En un principio no nos gustó nada, pero luego nos acostumbramos. Más tarde, cuando ya nos habíamos secado con la manga el caliente sudor una y otra vez, cuando lustrábamos nuestras botas de tal manera que el sol se apagara de envidia, cuando excavábamos trincheras a palada limpia, un, dos, tres, cuando ya habíamos vivido estas y otras cosas, cuando ya habíamos superado todo este alocado entrenamiento, toda esta tormentosa metamorfosis que, uno tras otro, convierte a un civil en un militar, ¡nos sentíamos exultantes! Pese a ello, el teniente no estaba satisfecho con nosotros. «Vaya un ejército —se quejaba ante una fila erguida en posición de firmes—, con un ejército así no llegaríamos lejos». Sin embargo, nunca nos confesó dónde hubiera querido llegar con nosotros. De todos modos, sabíamos que su discurso era pura retórica: no había dónde ir.
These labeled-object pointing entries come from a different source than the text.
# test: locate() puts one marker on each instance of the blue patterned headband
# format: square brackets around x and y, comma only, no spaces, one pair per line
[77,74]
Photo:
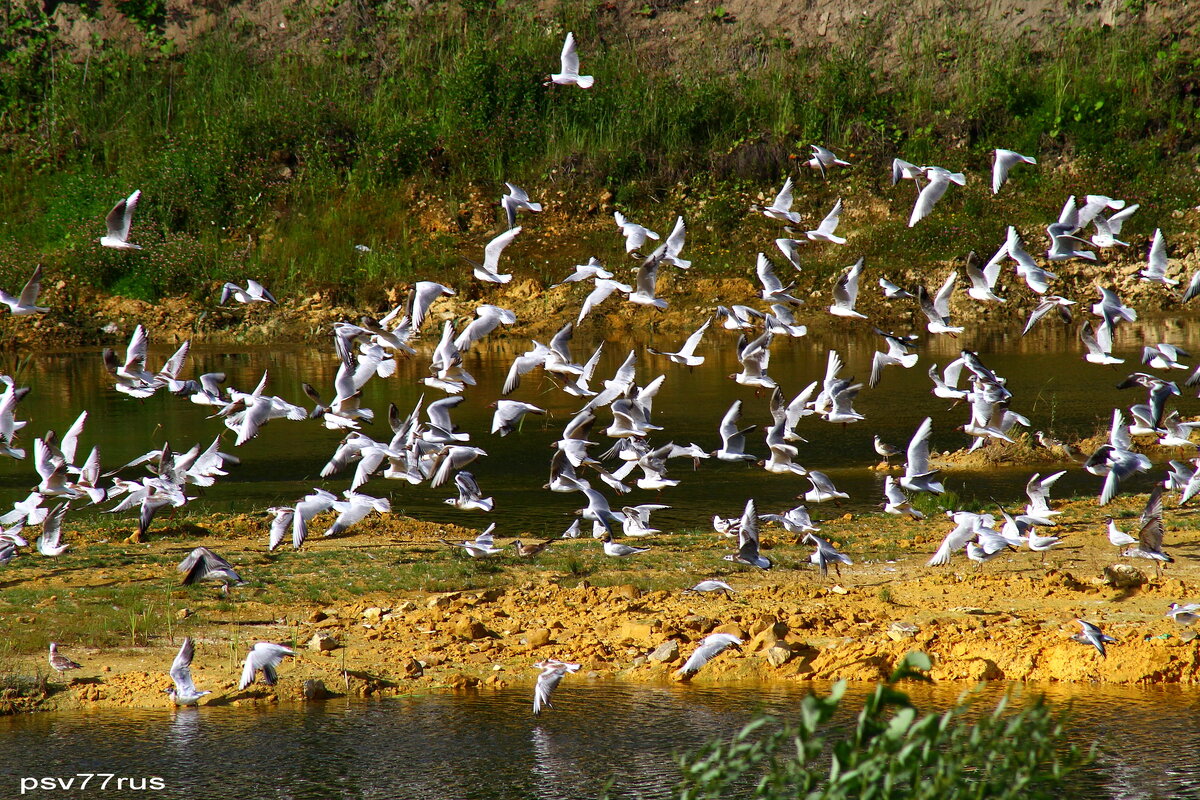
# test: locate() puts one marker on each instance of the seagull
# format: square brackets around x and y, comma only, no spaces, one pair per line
[937,310]
[487,270]
[1156,268]
[516,200]
[552,672]
[781,208]
[1093,636]
[917,474]
[826,554]
[635,234]
[570,67]
[709,585]
[687,354]
[748,540]
[1050,304]
[713,645]
[618,549]
[203,564]
[825,232]
[480,547]
[119,221]
[939,181]
[1150,537]
[263,656]
[59,662]
[823,158]
[252,293]
[1005,161]
[27,304]
[845,292]
[822,488]
[184,691]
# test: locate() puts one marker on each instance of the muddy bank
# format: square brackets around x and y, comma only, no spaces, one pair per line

Estábamos rodeados de bosque. El territorio era vastísimo, infinito, inconmensurable. Debía de terminar en algún sitio, en alguna parte debía de tener un límite, pero nosotros nunca habíamos llegado más allá de los árboles. Únicamente veíamos el bosque en cuyo territorio vivíamos, metidos en unos cuarteles de ladrillo, en el ala derecha, al final de la galería. No nos gustaban los árboles, no nos gustaban su olor, sus rapaces ramas y sus traicioneras raíces, aunque lo que más nos desagradaba era su burocrática indiferencia, su pétrea permanencia y su hiriente holgazanería, cuando nosotros —con una vida mucho más corta— teníamos que perder el tiempo en marchas hacia una línea del frente, en limpiar las armas y cantar canciones populares. Siempre tuvimos los árboles en contra. Tapaban el sol y nos arrojaban nieve a la nuca. Nos despistaban para permitir que nuestros adversarios preparasen sus emboscadas en nuestro camino. Por la noche, aporreaban los cristales de las ventanas con tal fuerza que teníamos pesadillas. Los maldecíamos. Nos tenían encerrados en su laberinto ocultándonos la vista de la frontera tras la cual se hallaba aquel otro mundo.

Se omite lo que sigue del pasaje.